The picture still stands as a delightful tribute to twin phenomena so burned into collective consciousness that we need to be reminded they once didn't exist
Coogan's Laurel is the obsessive comic perfectionist, constantly worrying about his technique much as "Steve Coogan" does in The Trip. Reilly's Hardy is the more vulnerable character, harried by health worries and the feeling that changing fashions have caught up with them.
Film historians still argue about how tolerant each was of the other, but this warm film ultimately settles for a turbulent, stubborn affection.

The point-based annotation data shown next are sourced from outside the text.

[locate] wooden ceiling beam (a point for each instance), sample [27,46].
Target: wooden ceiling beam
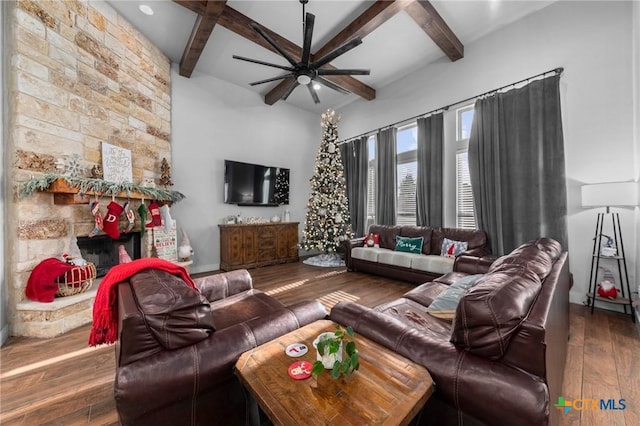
[426,16]
[377,14]
[205,22]
[198,7]
[240,24]
[235,21]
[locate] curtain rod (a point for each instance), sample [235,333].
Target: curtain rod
[558,70]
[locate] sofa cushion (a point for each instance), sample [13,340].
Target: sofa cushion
[444,306]
[397,258]
[418,231]
[426,293]
[432,263]
[368,253]
[408,244]
[175,314]
[243,307]
[527,256]
[388,234]
[452,248]
[491,311]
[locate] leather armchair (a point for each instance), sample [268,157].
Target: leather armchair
[177,347]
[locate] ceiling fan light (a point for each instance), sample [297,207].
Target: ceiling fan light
[303,79]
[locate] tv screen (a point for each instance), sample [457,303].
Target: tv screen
[255,185]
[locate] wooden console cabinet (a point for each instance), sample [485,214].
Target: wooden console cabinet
[246,246]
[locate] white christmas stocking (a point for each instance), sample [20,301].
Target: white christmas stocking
[166,218]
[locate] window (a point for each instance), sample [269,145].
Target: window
[407,173]
[371,182]
[465,209]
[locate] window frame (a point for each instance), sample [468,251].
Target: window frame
[465,219]
[404,158]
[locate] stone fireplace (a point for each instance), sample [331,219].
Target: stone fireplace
[103,251]
[81,75]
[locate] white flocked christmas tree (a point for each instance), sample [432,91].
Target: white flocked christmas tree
[327,221]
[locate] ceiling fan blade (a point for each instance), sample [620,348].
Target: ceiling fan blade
[293,84]
[334,54]
[343,72]
[332,85]
[256,61]
[308,33]
[272,42]
[314,95]
[280,77]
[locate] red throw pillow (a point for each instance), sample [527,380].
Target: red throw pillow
[372,240]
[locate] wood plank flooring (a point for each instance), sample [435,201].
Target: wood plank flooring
[61,381]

We are helped to that conclusion by excellent support from the wives. Shirley Henderson lets her worries leak out in acidic remarks as Lucille Hardy. Nina Arianda, Tony-nominated for a 2011 revival of Born Yesterday, deserves to achieve full breakout with her hilarious, scene-stealing turn as Ida Kitaeva Laurel.
A grand Russian actress who regards the rest of Europe as a mouldy kip – sniffing loftily at the notion that Buckingham Palace could compare with the Winter Palace – she slowly softens as the film progresses and emerges as her husband’s greatest champion. Get this woman a major comic lead right away.
There are (inevitably) a few peculiar omissions and alterations. A viewer wholly ignorant of Laurel and Hardy's history could sit through Stan & Ollie without ever suspecting that Laurel – his Lancashire accent barely noticeable – is returning to the land of his birth. There is no mention of his Englishness. There is no sense that he is any more at home there than his larger partner.
It hardly matters. The picture still stands as a delightful tribute to twin phenomena so burned into collective consciousness that we need to be reminded they once didn’t exist. Domestic readers will particularly savour the later scenes in a welcoming Ireland.